Ganduje stressed that Kano also had fair share of positive cases brought back from other states, but decided to restrict them to isolation centres instead of joining issues with anybody.

However, the state government is worried over poor compliance to the presidential lockdown order, holding security operatives liable.

The governor also cautioned clerics planning to observe Friday congregation prayers to desist in their own interest.

Meanwhile, the Nasarawa State government has said that 100 almajirai from Bauchi, Kano, Kaduna and Jigawa states have been received and quarantined.

The Commissioner for Information, Orientation and Culture, Mr. Dogo Shama, told The Guardian that the almajirai were officially received and quarantined to ascertain their health status before they could be reunited with their families.

Shama, however, stated that the 79 almajirai who were initially rejected by the Taraba State government had been reunited with their families in Taraba.

But Kaduna State-based Islamic cleric, Muhammad Ashafa, and other leaders are backing the ban on the almajiri system in the North, saying it is out of fashion and should be extinguished.

“It is unfortunate that people could born children that they cannot cater for their wellbeing and education,” Ashafa said during a forum with journalists in Kaduna at the weekend.

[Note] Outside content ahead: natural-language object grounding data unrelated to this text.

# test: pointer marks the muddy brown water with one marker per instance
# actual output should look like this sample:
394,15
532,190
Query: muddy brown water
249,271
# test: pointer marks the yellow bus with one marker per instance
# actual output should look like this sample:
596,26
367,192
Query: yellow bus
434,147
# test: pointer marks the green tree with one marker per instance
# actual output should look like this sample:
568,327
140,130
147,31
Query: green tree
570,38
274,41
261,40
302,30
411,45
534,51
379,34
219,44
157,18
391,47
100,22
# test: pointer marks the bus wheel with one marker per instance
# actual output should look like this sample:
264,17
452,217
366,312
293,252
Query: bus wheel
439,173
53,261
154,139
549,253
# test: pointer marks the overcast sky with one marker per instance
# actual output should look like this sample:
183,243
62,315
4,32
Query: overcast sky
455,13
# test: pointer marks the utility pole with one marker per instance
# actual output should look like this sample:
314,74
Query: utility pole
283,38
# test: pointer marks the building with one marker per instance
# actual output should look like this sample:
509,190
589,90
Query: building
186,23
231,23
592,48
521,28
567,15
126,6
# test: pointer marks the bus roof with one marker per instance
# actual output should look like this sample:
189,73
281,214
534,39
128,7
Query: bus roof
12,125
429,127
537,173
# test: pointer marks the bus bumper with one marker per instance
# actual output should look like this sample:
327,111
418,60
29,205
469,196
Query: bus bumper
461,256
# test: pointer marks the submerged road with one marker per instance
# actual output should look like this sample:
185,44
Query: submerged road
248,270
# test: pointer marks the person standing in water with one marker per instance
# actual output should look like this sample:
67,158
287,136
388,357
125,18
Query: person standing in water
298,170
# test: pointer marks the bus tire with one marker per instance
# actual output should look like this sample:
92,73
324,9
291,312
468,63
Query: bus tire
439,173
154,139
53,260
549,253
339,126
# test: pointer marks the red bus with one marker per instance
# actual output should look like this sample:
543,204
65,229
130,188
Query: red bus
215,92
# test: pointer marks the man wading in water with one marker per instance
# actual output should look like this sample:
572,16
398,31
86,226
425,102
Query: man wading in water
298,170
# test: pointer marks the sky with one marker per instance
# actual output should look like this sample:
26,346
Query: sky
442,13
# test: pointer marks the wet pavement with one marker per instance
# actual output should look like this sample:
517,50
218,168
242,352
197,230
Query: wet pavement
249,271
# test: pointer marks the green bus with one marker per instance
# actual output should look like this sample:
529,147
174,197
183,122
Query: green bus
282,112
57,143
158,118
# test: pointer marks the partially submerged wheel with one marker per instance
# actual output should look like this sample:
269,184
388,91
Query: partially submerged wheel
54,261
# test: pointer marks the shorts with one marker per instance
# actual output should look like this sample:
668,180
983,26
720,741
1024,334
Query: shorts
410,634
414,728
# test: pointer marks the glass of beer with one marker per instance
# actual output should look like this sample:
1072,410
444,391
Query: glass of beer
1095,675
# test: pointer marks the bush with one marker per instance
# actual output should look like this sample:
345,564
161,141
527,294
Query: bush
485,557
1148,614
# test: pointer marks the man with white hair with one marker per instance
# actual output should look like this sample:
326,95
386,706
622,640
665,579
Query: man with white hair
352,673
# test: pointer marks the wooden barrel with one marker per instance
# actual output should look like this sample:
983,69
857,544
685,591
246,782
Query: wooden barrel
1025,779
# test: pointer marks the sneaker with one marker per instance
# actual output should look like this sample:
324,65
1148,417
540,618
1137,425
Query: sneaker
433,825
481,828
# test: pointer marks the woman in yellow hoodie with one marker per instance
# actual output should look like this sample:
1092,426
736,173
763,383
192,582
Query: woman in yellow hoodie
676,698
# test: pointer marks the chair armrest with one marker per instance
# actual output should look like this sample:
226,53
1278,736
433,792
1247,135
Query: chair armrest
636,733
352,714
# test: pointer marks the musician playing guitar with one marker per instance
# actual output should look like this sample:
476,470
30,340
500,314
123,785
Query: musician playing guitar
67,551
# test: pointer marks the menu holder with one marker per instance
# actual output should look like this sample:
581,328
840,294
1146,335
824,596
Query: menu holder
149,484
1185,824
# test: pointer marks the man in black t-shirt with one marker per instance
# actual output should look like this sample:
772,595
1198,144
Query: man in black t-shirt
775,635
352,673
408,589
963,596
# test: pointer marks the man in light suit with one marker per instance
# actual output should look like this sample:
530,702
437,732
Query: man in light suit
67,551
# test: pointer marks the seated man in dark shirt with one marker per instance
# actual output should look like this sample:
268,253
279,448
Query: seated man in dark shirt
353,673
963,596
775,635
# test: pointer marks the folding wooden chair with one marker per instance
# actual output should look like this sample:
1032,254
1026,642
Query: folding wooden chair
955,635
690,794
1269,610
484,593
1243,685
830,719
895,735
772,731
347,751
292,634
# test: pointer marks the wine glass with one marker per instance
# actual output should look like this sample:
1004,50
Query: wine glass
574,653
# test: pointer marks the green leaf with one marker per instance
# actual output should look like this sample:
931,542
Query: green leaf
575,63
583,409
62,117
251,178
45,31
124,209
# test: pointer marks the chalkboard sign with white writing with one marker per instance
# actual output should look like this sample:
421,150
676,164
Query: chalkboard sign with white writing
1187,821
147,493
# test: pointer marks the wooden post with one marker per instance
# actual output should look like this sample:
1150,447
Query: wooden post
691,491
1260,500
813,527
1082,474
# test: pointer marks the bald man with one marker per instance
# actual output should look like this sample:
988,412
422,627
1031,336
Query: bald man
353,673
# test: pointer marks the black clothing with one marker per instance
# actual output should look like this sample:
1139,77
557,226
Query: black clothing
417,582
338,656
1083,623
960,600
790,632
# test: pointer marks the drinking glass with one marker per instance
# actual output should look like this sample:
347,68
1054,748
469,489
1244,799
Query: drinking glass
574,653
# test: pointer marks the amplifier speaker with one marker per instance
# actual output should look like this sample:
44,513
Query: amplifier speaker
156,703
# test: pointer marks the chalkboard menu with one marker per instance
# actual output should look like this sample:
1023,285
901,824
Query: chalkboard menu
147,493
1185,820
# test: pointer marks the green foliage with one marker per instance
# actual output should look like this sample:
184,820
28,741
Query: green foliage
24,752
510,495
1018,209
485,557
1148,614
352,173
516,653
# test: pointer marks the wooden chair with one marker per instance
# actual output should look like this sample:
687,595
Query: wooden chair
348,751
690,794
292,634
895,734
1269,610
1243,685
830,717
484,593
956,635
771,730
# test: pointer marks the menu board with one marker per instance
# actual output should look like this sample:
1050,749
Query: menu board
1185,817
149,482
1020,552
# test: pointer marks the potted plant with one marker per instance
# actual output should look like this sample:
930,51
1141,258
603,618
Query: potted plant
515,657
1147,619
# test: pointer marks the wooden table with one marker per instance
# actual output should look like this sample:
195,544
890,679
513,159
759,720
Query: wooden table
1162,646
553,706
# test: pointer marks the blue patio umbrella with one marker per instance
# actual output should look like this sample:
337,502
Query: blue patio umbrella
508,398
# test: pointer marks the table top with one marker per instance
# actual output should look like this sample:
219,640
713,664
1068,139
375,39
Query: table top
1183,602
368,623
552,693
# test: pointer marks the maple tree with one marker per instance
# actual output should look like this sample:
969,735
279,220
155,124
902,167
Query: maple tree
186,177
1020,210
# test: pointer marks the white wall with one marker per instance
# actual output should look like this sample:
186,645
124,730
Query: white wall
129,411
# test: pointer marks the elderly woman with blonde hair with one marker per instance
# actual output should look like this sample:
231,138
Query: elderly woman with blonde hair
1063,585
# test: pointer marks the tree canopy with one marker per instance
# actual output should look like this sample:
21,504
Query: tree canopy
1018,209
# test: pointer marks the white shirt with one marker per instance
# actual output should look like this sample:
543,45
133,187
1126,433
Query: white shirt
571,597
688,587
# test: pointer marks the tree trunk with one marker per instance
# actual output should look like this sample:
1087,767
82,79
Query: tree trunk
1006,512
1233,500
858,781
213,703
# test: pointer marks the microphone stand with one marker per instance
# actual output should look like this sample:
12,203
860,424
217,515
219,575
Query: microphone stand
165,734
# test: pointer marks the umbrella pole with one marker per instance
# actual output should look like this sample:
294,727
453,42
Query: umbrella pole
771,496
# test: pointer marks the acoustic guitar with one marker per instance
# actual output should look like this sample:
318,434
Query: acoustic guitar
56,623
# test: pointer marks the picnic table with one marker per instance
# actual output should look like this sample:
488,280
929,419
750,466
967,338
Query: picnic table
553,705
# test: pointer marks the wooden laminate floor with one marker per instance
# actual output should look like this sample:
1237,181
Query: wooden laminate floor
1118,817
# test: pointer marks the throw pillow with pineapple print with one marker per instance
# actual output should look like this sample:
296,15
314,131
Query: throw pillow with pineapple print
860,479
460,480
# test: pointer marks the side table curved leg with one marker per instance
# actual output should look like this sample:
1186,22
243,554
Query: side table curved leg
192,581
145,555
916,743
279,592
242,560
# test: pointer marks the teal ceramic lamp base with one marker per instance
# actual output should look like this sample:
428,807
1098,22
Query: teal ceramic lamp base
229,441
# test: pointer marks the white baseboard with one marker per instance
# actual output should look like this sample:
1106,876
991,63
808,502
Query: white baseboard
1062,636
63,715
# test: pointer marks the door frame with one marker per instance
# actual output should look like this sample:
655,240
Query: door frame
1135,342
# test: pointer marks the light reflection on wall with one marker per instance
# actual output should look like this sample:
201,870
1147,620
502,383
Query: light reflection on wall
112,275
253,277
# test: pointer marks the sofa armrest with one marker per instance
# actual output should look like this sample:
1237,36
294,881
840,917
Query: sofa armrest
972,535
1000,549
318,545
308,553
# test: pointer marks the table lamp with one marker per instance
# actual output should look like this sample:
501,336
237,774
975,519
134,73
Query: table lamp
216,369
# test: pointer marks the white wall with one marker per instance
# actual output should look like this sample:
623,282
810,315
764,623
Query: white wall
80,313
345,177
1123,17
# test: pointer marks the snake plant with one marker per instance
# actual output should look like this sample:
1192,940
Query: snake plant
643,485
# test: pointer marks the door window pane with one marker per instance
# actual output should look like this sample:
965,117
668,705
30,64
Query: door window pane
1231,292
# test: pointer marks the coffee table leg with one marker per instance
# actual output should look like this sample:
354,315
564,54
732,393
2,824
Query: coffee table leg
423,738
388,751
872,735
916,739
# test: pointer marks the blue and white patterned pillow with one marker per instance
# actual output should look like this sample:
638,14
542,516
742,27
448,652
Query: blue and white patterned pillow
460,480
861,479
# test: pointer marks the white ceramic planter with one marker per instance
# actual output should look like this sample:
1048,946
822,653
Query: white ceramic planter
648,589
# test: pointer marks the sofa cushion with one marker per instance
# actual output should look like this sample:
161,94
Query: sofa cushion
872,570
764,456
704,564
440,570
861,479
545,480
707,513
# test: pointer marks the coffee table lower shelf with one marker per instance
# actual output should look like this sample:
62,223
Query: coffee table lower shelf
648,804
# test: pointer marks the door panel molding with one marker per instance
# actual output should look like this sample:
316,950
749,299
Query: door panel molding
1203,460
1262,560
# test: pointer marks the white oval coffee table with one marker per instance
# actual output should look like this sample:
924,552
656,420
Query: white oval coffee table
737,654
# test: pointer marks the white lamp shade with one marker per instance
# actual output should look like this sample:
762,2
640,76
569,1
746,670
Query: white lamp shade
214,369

The Co-Executive Director with the Interfaith Mediation Centre (IMC), Kaduna State, remarked: “I support the government directives for shutting down of worship places. During a pandemic in Syria, and Baghdad in Iraq, all worships places were shut down by their authorities.”

Similarly, participants at the IMC Monthly Forum with media on Peace Journalism also lamented the increase in crime rate in Kaduna and the country at large despite COVID-19 pandemic ravaging the country.

The forum, at the end of its three-hour meeting on Saturday expressed surprise over series of reports about attacks, killings and kidnapping by bandits and gunmen, as well as herders/farmers clash in Kaduna and other states despite the COVID-19 lockdown.